Between Yesterday and Tomorrow

ALTAIA’s universe is suspended in a rare alchemy: not nostalgic, not futurist, but something in between, like standing on the threshold between what was and what might be.

So I asked them: when you create, do you follow nostalgia or let the future guide the hand? “Present and future,” they answer without hesitation. “The inspiration came from the past, but the execution is always contemporary. We don’t believe in ‘old’ in perfumery. We believe in today at its very best, with an eye on tomorrow.”

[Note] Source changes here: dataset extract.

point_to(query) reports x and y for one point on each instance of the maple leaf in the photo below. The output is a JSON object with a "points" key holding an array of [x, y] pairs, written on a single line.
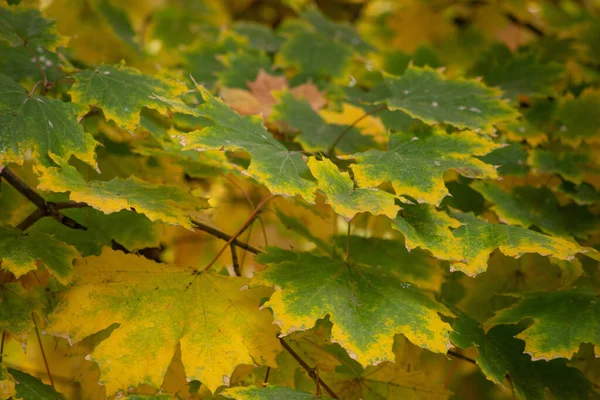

This, perhaps, is why the collection feels so quietly groundbreaking: it refuses the sentimentality of heritage or the sterility of futurism. It is deeply human, rooted in the now.

The Modern Poetry of Love

There is an elegance to their work that feels at once classic and vividly alive—never ornate, never overwrought. A clarity, a restraint, a pulse beneath the surface. When I ask how one translates something as unruly as love into perfume, Sebastián smiles with the resignation of someone answering an eternal question: “Smell is the most atavistic of our senses. We stood up, we privileged sight, but smell remained the place we come from. It evokes joy, fear, comfort, anguish, and of course the feeling that fuels it all: love.”

In ALTAIA, love is not an abstraction. It is a presence.
It breathes.
It remembers.
It returns.

The Seduction of a Story Still Being Written

There is a romantic cliché that when lovers find a shared ancestry, they open a bottle of wine to celebrate. Marina and Sebastián could have done this, uncorked a Malbec, and toasted the mystery of it all. Instead, they created an award-winning fragrance collection. This alone tells you everything.

ALTAIA is not merely a brand; it is the continuation of a story that began long before its protagonists were born. And WOO(E)D, smoky and tender and irresistibly alive, is its newest chapter, a fragrance that does not just seduce, but remembers.

As Marina says, “We woo because it is in our nature to desire closeness.”

Some love stories are written on paper. Theirs is written in scent.